Join Date: June 15, 2008
Location: Georgia
Posts: 10,792
This has been out there for a while and been HOTLY debated on some other forums. There is no simple answer and there are 2 different debates. Hot or cold chambers in rifles, and hot or cold chambers in handguns.

Where I live the custom is to carry rifles and shotguns with a chambered round. But in many places the custom is to keep the chamber unloaded until game is spotted and a shot is imminent. If you're on a guided hunt in many places the guide will refuse to hunt with you if you insist on a loaded chamber.

I've been a hunter safety instructor since 1986 and the IHEA does not suggest cold chambers as a rule. They do teach that the chamber should be cold if crossing rugged terrain, crossing ditches, fences, or entering a stand or vehicle. In many places the terrain is rugged enough to justify cold chambers more often than not. And I understand a guides reluctance to walk around with an unknown, untested hunter following him with a hot chamber.

I've been on one guided hunt and the guide had no problem with hot chambers. But this was in the desert in New Mexico. Not on a steep, snow covered rocky slope at 10,000' up in the Rockies. I've done that too on a DIY elk hunt and my chamber was cold in several places where the footing was questionable.

Handguns are different. If the gun is in a secure holster I believe in hot chambers. But there are times where guns are stored, or carried with no holster and I don't necessarily like them chambered. Especially guns with no traditional external safety like a Glock.

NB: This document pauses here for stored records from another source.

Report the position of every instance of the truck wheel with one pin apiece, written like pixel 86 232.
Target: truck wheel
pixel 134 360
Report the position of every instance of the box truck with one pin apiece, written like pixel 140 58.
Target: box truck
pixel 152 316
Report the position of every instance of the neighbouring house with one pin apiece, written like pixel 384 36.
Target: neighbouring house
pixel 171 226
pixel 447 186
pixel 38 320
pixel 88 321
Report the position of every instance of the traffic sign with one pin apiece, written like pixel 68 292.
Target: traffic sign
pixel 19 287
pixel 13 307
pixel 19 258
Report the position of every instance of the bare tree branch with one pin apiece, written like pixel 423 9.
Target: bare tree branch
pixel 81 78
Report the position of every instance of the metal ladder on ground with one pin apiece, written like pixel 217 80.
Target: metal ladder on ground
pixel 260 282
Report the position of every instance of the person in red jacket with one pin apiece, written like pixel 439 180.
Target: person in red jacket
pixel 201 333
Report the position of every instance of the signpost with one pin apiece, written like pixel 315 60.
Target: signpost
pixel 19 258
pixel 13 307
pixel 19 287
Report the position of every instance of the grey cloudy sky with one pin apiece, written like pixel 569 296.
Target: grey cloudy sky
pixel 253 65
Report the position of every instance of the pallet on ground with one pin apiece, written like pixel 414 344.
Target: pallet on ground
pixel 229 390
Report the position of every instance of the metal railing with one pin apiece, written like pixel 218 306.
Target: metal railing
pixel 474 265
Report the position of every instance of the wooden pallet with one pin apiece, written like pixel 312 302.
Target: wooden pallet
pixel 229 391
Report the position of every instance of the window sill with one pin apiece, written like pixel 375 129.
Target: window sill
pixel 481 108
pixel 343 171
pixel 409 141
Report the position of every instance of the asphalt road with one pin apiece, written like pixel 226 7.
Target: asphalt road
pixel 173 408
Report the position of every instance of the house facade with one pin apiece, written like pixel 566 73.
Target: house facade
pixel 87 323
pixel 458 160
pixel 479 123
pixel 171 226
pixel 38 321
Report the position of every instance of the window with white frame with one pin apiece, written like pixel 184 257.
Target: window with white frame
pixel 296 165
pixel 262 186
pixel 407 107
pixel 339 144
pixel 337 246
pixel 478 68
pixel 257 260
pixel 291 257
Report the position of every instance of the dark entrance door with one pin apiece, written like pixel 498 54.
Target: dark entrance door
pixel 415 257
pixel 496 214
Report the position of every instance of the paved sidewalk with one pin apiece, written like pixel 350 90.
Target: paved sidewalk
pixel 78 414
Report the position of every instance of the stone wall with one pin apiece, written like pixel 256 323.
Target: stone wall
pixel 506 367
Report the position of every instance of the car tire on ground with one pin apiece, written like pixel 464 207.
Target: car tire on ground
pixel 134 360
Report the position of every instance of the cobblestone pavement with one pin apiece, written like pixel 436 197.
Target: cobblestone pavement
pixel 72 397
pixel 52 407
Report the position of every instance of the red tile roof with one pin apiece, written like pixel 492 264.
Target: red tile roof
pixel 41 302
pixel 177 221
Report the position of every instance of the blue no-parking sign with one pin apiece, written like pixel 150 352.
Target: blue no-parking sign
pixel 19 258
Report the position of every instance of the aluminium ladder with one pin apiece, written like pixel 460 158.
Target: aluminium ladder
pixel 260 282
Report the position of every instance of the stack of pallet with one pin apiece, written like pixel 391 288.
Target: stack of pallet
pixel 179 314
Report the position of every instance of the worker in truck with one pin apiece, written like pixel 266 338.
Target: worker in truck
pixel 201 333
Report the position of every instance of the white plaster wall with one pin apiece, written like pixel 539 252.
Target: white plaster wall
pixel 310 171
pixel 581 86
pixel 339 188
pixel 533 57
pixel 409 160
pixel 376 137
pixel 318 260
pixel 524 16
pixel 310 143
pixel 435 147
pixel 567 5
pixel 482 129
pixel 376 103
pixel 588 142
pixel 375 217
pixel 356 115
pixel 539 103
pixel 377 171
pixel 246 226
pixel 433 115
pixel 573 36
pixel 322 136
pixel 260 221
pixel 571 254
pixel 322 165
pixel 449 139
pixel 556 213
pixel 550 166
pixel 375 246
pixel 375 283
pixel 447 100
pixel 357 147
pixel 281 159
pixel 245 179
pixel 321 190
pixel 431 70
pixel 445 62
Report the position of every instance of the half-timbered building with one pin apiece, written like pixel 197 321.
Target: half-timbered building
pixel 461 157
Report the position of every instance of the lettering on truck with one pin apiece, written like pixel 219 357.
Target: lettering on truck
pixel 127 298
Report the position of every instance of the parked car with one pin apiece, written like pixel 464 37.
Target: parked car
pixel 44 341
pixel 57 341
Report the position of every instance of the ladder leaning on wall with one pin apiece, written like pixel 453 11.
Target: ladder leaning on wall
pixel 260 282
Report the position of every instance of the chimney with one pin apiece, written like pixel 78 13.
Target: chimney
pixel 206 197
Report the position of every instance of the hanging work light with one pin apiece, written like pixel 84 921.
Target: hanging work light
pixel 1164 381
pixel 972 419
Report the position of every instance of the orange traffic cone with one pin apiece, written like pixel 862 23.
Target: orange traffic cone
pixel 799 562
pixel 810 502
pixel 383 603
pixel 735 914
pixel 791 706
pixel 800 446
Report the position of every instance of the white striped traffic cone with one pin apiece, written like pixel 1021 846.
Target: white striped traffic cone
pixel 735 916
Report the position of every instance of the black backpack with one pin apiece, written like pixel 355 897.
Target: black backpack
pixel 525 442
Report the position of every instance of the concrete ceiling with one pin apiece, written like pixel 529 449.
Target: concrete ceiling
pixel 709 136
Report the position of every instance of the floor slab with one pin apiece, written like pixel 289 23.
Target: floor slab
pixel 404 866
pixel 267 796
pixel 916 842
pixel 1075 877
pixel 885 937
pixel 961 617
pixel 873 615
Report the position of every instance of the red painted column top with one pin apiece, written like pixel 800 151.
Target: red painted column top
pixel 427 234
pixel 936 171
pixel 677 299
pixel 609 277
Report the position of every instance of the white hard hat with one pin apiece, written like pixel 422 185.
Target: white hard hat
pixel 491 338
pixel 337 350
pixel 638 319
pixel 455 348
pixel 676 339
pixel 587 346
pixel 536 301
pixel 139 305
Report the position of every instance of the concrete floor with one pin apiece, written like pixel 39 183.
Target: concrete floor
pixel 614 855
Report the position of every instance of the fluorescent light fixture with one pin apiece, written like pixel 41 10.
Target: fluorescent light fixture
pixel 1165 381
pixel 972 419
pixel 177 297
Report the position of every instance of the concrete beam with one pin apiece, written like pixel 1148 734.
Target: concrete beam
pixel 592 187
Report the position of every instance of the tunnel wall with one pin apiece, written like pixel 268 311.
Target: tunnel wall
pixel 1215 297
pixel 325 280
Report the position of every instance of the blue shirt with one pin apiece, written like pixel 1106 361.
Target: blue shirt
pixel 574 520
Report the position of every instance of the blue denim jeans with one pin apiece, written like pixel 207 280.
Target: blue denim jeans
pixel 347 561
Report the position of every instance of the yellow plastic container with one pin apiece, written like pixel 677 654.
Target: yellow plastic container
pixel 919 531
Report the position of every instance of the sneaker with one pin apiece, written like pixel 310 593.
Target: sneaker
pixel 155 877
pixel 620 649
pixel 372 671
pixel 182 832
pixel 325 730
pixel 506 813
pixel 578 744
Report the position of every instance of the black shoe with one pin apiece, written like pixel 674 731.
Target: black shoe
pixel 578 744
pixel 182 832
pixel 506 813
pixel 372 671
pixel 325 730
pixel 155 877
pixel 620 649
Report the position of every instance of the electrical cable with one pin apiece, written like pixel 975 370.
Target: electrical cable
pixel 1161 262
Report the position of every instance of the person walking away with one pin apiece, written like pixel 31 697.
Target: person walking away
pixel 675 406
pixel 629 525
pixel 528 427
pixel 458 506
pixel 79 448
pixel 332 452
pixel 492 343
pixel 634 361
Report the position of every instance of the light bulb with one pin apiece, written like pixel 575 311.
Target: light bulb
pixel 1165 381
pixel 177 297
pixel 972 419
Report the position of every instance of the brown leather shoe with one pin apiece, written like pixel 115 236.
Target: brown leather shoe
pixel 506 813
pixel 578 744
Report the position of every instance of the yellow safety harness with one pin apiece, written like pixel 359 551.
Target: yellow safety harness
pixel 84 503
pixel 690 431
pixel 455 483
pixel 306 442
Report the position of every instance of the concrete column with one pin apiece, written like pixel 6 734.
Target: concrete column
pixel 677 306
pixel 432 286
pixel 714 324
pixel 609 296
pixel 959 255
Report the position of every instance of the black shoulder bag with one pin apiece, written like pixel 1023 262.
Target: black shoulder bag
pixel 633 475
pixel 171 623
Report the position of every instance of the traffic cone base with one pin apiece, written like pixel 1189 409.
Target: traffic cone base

In this case the guide made several mistakes that cost him his life. I have no issue with his choice in handguns. That would be, in fact is the same choice I've made. But in this case the gun should have been with him and a round should have been chambered. Odds are very, very good he'd be alive today if he had.

Quote:
But if I am in Grizzly country I want my guides "grizzly emergency gun" to be a rifle starting with at least a couple 3's if not a 4 or a shotgun.
I might be mistaken, but believe they were archery hunting and the guides handgun did start with a 4.

I think this is relevant and needs to be shared. ANY handgun is far more effective than most of us have been taught. There are 37 instances profiled here where people used handguns to defend themselves from both black and grizzly bear. All but one was successful and that was because the person was thought to have missed with all shots. The 44 magnum was the most commonly used cartridge, but the 9mm, 40 S&W, 10mm, and 45 ACP combined for more bear stops than 44.